Related Work & Insights¶
| Direction | Representative Work | Difference from VTA |
|---|---|---|
| Financial LLMs | Fin-R1, FinMem, SEP | Analyze textual reports/news; do not process price time-series |
| Time-Series LLMs | Time-LLM, CALF | Modify embedding space; lose linguistic reasoning ability |
| Time-Series Reasoning | TimeCAP | Relies on external auxiliary data; produces only classification labels |
| LLM T-S Reasoning | Merrill et al. | Found poor zero-shot performance; VTA solves this via RL fine-tuning |
| Reasoning Optimization | DeepSeek-R1, GRPO | VTA adapts GRPO into Time-GRPO using inverse MSE rewards |
Rating¶
- Novelty: ⭐⭐⭐⭐ — Novel combination of RL reasoning optimization (GRPO) with time-series and CFG-based conditioning.

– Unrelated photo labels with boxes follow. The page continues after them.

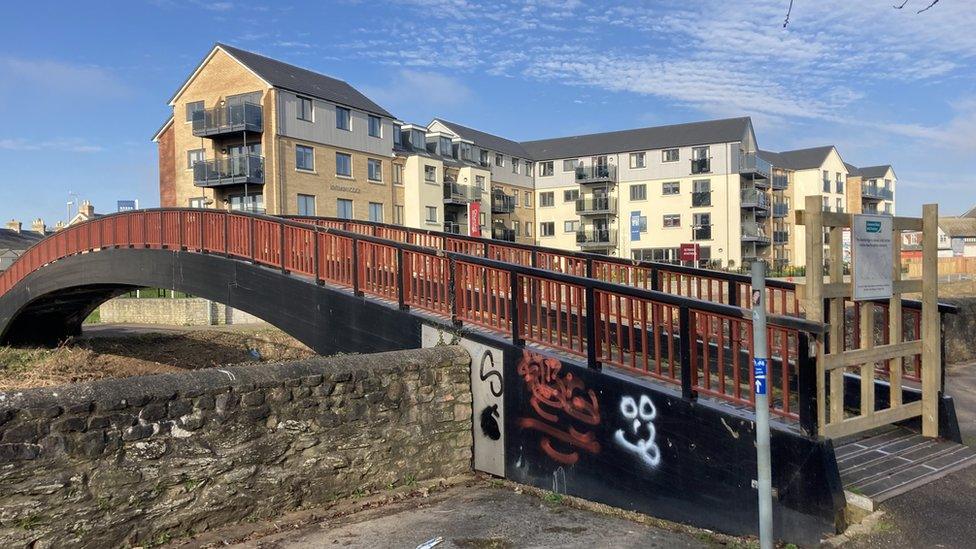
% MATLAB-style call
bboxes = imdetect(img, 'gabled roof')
[939,217,976,238]
[861,164,894,179]
[521,117,752,160]
[434,118,531,158]
[170,42,393,118]
[759,145,846,170]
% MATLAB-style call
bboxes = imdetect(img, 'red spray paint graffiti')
[518,350,600,465]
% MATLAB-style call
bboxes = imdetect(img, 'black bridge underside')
[0,248,421,354]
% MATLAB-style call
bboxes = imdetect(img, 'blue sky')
[0,0,976,224]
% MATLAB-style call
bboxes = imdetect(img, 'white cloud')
[0,138,105,153]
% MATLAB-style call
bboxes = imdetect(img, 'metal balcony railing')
[576,165,617,185]
[739,189,769,210]
[444,179,481,203]
[193,154,264,187]
[193,103,264,137]
[576,196,617,215]
[691,158,712,173]
[739,151,773,179]
[576,229,617,247]
[861,185,894,200]
[742,221,769,244]
[491,191,515,214]
[491,227,515,242]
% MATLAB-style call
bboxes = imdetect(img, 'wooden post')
[922,204,942,438]
[803,196,827,433]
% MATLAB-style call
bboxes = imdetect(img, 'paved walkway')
[221,483,714,549]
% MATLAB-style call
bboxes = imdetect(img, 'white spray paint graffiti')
[614,395,661,468]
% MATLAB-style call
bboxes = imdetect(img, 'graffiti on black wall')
[517,350,600,465]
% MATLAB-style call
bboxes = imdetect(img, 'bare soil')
[0,328,315,391]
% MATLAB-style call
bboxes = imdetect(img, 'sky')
[0,0,976,225]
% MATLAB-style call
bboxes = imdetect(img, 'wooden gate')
[797,196,942,438]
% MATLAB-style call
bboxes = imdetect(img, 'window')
[336,106,350,131]
[369,202,383,223]
[186,149,204,170]
[366,158,383,182]
[298,194,315,215]
[295,145,315,171]
[296,97,312,122]
[186,101,203,122]
[369,115,383,137]
[630,183,647,200]
[336,153,352,177]
[336,198,352,219]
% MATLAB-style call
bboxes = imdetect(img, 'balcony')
[691,225,712,240]
[576,229,617,248]
[444,179,481,204]
[739,189,769,210]
[193,103,264,138]
[861,185,895,200]
[691,191,712,208]
[740,151,773,179]
[576,196,617,215]
[576,165,617,185]
[742,221,769,244]
[193,155,264,187]
[491,191,515,214]
[491,227,515,242]
[691,158,712,174]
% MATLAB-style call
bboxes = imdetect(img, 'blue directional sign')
[752,358,766,395]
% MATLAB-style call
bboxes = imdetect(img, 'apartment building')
[153,44,403,221]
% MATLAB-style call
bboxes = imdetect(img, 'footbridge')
[0,209,968,542]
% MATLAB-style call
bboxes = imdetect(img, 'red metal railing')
[0,210,840,418]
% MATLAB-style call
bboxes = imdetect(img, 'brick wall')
[0,346,472,547]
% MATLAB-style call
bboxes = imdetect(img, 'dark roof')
[434,118,531,158]
[521,117,752,160]
[0,229,44,250]
[861,164,891,179]
[759,145,834,170]
[217,42,393,118]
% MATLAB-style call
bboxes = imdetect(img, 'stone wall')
[98,297,263,326]
[0,346,472,547]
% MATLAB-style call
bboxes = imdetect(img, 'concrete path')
[221,483,715,549]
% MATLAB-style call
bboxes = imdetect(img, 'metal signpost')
[752,261,773,549]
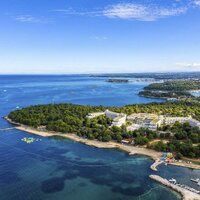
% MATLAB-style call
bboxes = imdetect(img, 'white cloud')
[193,0,200,6]
[53,0,200,21]
[176,62,200,69]
[103,3,188,21]
[15,15,48,23]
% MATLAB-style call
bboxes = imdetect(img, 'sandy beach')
[5,117,200,171]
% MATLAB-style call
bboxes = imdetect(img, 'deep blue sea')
[0,75,200,200]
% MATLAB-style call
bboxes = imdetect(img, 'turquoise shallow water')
[0,76,199,200]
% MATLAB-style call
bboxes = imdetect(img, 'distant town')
[87,110,200,131]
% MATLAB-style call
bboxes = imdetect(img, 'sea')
[0,75,200,200]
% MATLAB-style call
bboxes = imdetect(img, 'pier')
[149,175,200,200]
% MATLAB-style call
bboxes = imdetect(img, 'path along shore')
[149,175,200,200]
[5,117,200,171]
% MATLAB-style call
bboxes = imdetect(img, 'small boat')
[169,178,177,184]
[190,178,200,183]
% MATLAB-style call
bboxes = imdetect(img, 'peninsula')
[7,102,200,170]
[139,79,200,101]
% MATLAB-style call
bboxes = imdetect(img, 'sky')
[0,0,200,74]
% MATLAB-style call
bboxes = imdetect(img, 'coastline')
[5,117,200,171]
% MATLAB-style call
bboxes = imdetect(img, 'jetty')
[149,175,200,200]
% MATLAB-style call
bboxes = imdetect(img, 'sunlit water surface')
[0,76,199,200]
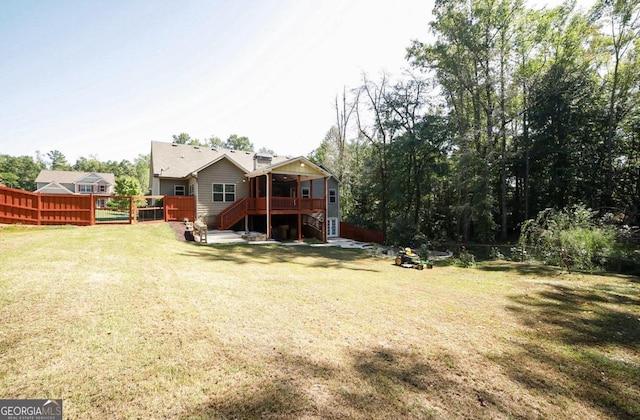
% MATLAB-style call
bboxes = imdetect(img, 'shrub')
[519,205,620,270]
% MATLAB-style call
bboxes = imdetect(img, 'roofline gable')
[34,181,74,194]
[73,172,111,185]
[246,156,333,178]
[187,153,247,176]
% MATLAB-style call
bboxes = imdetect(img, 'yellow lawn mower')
[395,248,433,270]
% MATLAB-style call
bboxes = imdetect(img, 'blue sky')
[0,0,433,163]
[0,0,588,163]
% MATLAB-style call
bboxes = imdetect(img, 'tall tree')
[592,0,640,207]
[47,150,71,171]
[172,133,201,146]
[225,134,253,152]
[0,155,45,191]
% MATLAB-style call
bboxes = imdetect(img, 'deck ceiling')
[247,158,331,181]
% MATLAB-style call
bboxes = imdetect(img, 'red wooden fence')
[340,222,384,244]
[0,186,196,226]
[164,195,196,222]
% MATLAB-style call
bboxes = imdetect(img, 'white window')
[213,184,236,203]
[78,184,93,194]
[327,217,338,238]
[329,189,338,204]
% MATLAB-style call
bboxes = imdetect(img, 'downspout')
[265,172,271,240]
[322,177,329,242]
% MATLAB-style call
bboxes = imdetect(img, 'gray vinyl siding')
[327,178,340,219]
[301,177,340,218]
[197,159,249,226]
[158,179,189,195]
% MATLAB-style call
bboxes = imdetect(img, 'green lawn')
[0,224,640,419]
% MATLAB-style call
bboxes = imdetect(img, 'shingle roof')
[151,141,288,178]
[36,169,116,185]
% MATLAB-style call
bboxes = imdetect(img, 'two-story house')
[35,169,116,205]
[149,141,340,241]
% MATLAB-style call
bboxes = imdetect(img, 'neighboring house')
[149,141,340,241]
[35,169,116,205]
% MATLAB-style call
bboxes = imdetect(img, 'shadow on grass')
[476,261,640,283]
[476,261,562,278]
[182,244,377,272]
[176,347,532,419]
[500,285,640,418]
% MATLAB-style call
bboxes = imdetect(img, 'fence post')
[89,194,96,226]
[162,195,168,222]
[36,193,42,226]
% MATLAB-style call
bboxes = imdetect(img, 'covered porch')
[217,157,331,242]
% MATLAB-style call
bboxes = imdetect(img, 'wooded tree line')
[0,150,151,195]
[311,0,640,242]
[0,133,260,195]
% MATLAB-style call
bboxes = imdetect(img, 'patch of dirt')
[168,222,194,241]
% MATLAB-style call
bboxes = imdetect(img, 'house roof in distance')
[36,169,116,185]
[151,141,288,178]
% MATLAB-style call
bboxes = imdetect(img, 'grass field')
[0,224,640,419]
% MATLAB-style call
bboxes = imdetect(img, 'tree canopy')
[310,0,640,242]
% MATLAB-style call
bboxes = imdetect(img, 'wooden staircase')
[217,198,249,230]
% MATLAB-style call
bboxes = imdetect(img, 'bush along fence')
[0,186,196,226]
[340,222,384,244]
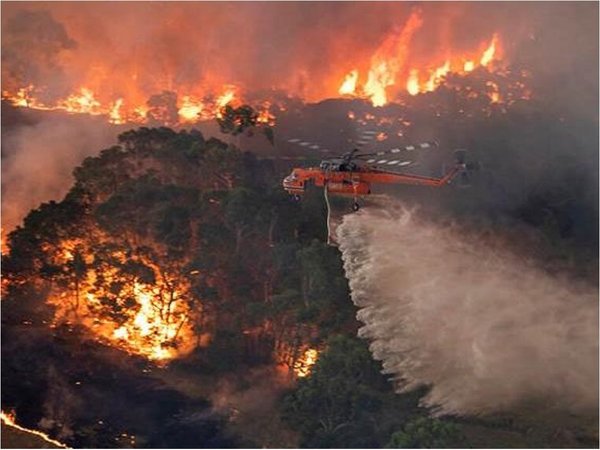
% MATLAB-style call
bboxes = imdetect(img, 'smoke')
[337,205,598,414]
[2,115,115,231]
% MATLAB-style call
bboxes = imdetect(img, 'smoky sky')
[2,2,598,100]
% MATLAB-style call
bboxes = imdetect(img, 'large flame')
[294,348,319,378]
[2,8,516,126]
[48,240,200,362]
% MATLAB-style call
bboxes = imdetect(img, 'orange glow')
[424,60,450,92]
[338,31,500,106]
[406,69,420,95]
[46,236,200,363]
[485,81,500,103]
[177,95,204,123]
[59,87,102,115]
[108,98,125,125]
[338,69,358,95]
[0,411,69,448]
[479,34,498,67]
[364,12,423,106]
[294,348,319,378]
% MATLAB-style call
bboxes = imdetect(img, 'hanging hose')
[323,183,331,245]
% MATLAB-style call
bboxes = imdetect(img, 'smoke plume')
[337,207,598,414]
[2,115,115,231]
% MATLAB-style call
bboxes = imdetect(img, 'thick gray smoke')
[2,116,115,231]
[337,206,598,414]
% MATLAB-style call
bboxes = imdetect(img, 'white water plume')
[337,204,598,414]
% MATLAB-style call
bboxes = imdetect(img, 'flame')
[338,69,358,95]
[294,348,319,378]
[364,12,423,106]
[0,411,69,448]
[338,31,500,106]
[406,69,420,95]
[485,81,500,103]
[108,98,125,125]
[44,236,199,363]
[59,87,103,115]
[479,34,498,67]
[177,95,204,123]
[424,60,450,92]
[256,101,275,126]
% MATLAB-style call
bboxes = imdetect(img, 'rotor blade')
[356,141,438,158]
[287,138,329,153]
[367,158,414,167]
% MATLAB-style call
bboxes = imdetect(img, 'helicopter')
[282,136,474,211]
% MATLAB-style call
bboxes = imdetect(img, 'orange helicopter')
[283,137,467,211]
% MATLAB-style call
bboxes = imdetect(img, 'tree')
[282,336,417,448]
[386,417,464,448]
[217,105,274,145]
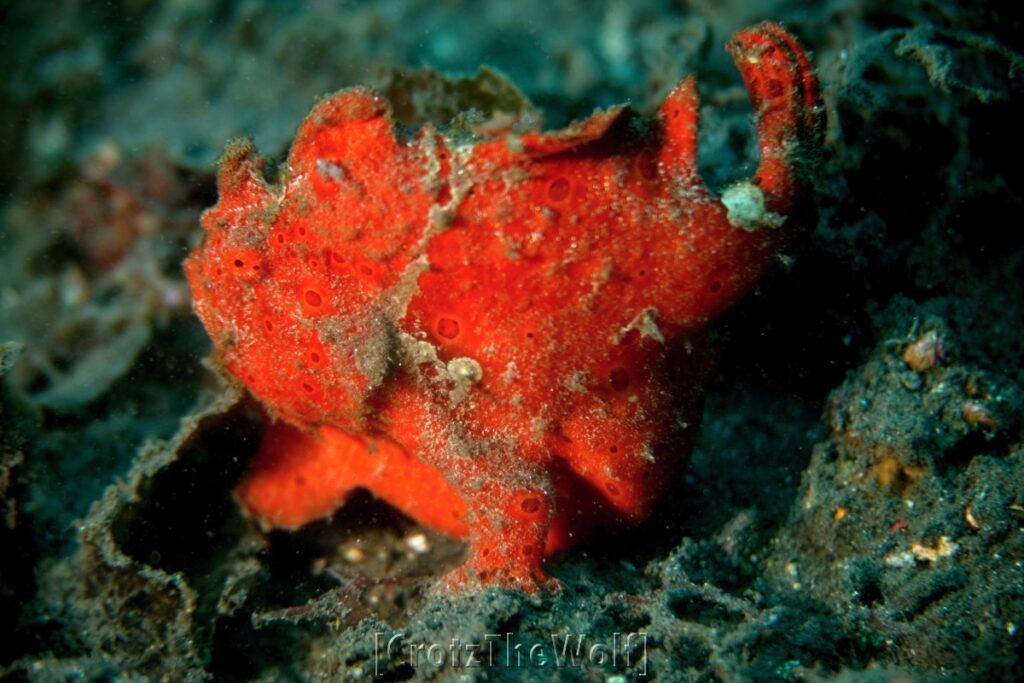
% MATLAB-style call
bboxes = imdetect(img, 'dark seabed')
[0,0,1024,683]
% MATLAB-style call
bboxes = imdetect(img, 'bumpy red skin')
[186,24,819,590]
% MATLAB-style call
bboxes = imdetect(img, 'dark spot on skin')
[437,317,460,339]
[548,178,571,202]
[608,368,630,391]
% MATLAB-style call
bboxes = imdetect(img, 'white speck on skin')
[722,180,785,232]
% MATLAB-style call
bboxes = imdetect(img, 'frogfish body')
[185,24,820,590]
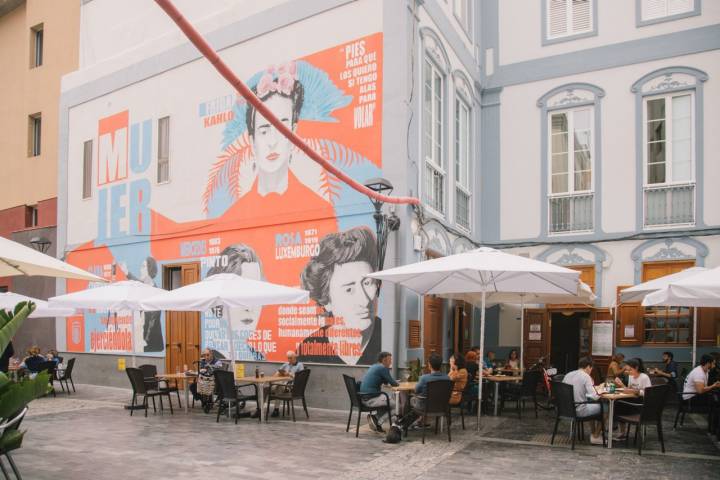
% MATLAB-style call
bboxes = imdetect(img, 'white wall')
[496,0,720,65]
[500,49,720,240]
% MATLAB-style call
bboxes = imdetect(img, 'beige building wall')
[0,0,80,211]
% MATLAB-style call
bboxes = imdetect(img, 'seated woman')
[448,353,468,405]
[505,348,520,370]
[615,358,652,440]
[607,353,625,381]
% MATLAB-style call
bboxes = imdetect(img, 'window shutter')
[548,0,568,38]
[666,0,695,16]
[642,0,668,20]
[572,0,592,33]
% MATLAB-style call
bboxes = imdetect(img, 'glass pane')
[648,142,665,163]
[647,98,665,120]
[648,120,665,142]
[552,173,568,193]
[672,140,692,182]
[575,151,590,172]
[575,172,591,191]
[552,153,568,173]
[551,113,567,134]
[648,163,665,184]
[551,133,567,153]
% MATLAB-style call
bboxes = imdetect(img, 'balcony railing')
[645,184,695,227]
[424,162,445,213]
[455,187,470,230]
[549,193,594,233]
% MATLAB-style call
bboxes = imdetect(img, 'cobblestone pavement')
[8,385,720,480]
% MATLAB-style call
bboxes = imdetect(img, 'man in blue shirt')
[360,352,398,432]
[410,353,450,410]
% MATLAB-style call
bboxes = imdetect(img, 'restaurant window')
[422,57,447,214]
[28,113,42,157]
[642,260,695,345]
[83,140,93,198]
[157,117,170,183]
[547,107,594,233]
[30,23,45,68]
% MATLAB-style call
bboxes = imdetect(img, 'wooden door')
[423,295,444,361]
[163,263,200,373]
[523,308,550,368]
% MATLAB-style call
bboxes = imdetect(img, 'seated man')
[410,353,450,410]
[360,352,398,432]
[683,353,720,400]
[271,350,305,417]
[563,357,603,445]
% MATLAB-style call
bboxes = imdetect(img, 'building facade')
[0,0,80,354]
[57,0,720,407]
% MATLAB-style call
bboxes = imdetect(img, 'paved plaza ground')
[13,385,720,480]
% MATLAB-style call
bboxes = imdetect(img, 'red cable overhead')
[155,0,420,205]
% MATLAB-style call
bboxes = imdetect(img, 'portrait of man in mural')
[120,257,163,352]
[298,227,382,365]
[208,243,264,360]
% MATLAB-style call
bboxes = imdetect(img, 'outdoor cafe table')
[155,373,197,413]
[600,388,639,448]
[482,375,522,417]
[235,375,292,422]
[392,382,417,417]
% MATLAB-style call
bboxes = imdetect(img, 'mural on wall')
[67,33,382,365]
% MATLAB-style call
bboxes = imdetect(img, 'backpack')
[383,423,402,443]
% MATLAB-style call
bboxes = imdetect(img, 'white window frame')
[642,90,697,188]
[547,105,596,198]
[542,0,598,45]
[635,0,701,27]
[453,94,473,232]
[420,54,448,218]
[155,115,170,185]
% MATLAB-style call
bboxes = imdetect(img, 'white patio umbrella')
[615,267,707,365]
[48,280,165,366]
[0,237,106,282]
[642,267,720,365]
[368,247,581,428]
[0,292,75,318]
[142,273,309,372]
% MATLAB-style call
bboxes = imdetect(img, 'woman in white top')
[615,358,652,440]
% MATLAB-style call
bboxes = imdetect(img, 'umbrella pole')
[692,307,697,368]
[520,295,525,371]
[478,287,485,431]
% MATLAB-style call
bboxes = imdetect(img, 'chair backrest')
[65,358,76,380]
[139,359,157,378]
[213,370,237,400]
[551,382,577,418]
[520,370,542,395]
[425,380,452,414]
[125,367,147,395]
[343,374,360,407]
[640,385,670,423]
[292,368,310,397]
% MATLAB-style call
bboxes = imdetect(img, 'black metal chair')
[616,385,669,455]
[139,359,182,408]
[57,358,75,395]
[550,381,607,450]
[265,368,310,422]
[0,407,28,480]
[213,369,262,423]
[413,380,452,443]
[343,374,392,438]
[125,367,173,417]
[500,370,542,418]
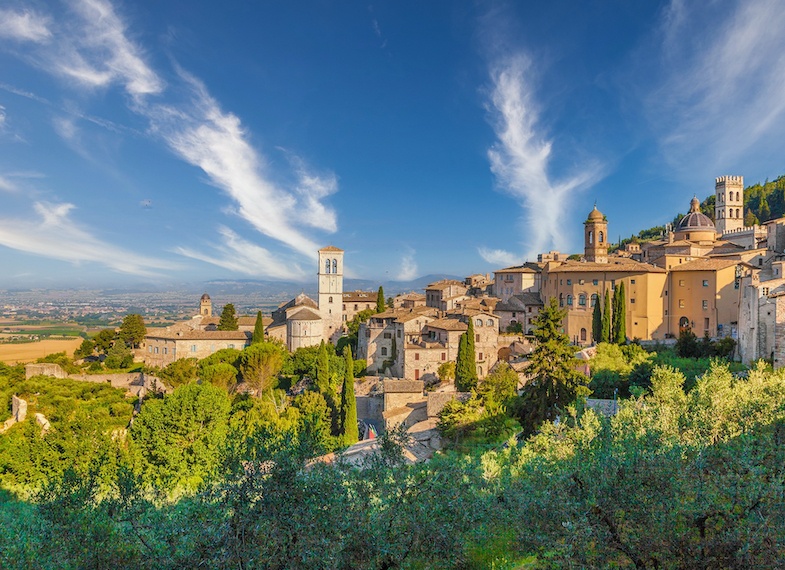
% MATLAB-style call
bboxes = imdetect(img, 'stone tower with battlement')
[714,176,744,234]
[583,205,608,263]
[319,246,343,343]
[199,293,213,317]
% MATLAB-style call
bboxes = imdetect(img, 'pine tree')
[611,281,627,344]
[251,311,264,344]
[316,341,330,395]
[455,319,477,392]
[341,346,360,446]
[600,289,611,342]
[591,297,602,344]
[218,303,237,331]
[516,299,588,434]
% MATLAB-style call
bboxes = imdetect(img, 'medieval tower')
[319,246,343,343]
[199,293,213,317]
[583,205,608,263]
[714,176,744,234]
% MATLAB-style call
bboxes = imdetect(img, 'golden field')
[0,338,82,364]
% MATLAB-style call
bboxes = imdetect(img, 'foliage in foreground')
[0,363,785,569]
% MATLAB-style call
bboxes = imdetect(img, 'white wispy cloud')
[398,248,417,281]
[645,0,785,173]
[0,202,173,277]
[174,226,305,280]
[0,10,52,43]
[477,247,521,267]
[3,0,338,276]
[481,55,600,262]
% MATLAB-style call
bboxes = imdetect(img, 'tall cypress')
[251,311,264,344]
[341,346,360,446]
[613,281,627,344]
[316,341,330,395]
[591,296,602,344]
[455,319,478,392]
[600,289,611,342]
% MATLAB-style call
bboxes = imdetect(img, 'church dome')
[677,197,714,231]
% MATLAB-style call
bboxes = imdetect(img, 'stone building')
[425,279,468,311]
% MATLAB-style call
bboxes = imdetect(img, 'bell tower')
[714,176,744,235]
[583,204,608,263]
[199,293,213,317]
[319,245,343,343]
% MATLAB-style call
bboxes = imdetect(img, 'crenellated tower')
[714,176,744,235]
[583,204,608,263]
[319,246,343,343]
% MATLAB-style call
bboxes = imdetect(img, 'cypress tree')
[341,346,360,446]
[455,319,478,392]
[591,296,602,344]
[613,281,627,344]
[316,341,330,394]
[600,289,611,342]
[251,311,264,344]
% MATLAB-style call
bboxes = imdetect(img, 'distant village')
[132,176,785,444]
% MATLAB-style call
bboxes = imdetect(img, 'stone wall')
[25,363,68,380]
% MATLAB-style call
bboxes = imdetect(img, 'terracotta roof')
[548,258,665,273]
[671,258,747,271]
[288,308,322,321]
[343,291,378,302]
[427,319,469,331]
[145,327,251,341]
[425,279,466,291]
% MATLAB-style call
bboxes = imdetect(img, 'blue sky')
[0,0,785,287]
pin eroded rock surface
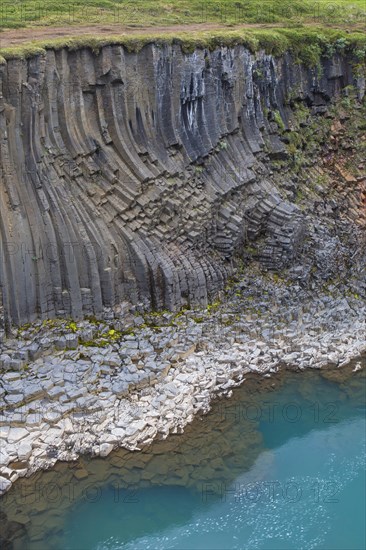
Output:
[0,45,363,326]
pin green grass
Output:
[0,0,366,66]
[0,27,366,66]
[0,0,366,28]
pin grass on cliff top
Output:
[0,0,366,30]
[0,27,366,66]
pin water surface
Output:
[0,360,366,550]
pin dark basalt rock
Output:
[0,45,364,326]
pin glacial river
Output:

- Experimental Thoroughness: ⭐⭐⭐⭐⭐ — Very comprehensive: 4 datasets, 14+ baselines, expert evaluation, and portfolio validation.
- Writing Quality: ⭐⭐⭐⭐ — Clear structure, strong motivation, and rich visualizations.
- Value: ⭐⭐⭐⭐ — Interpretable financial forecasting has direct value for practitioners; Sharpe Ratio validates investment potential.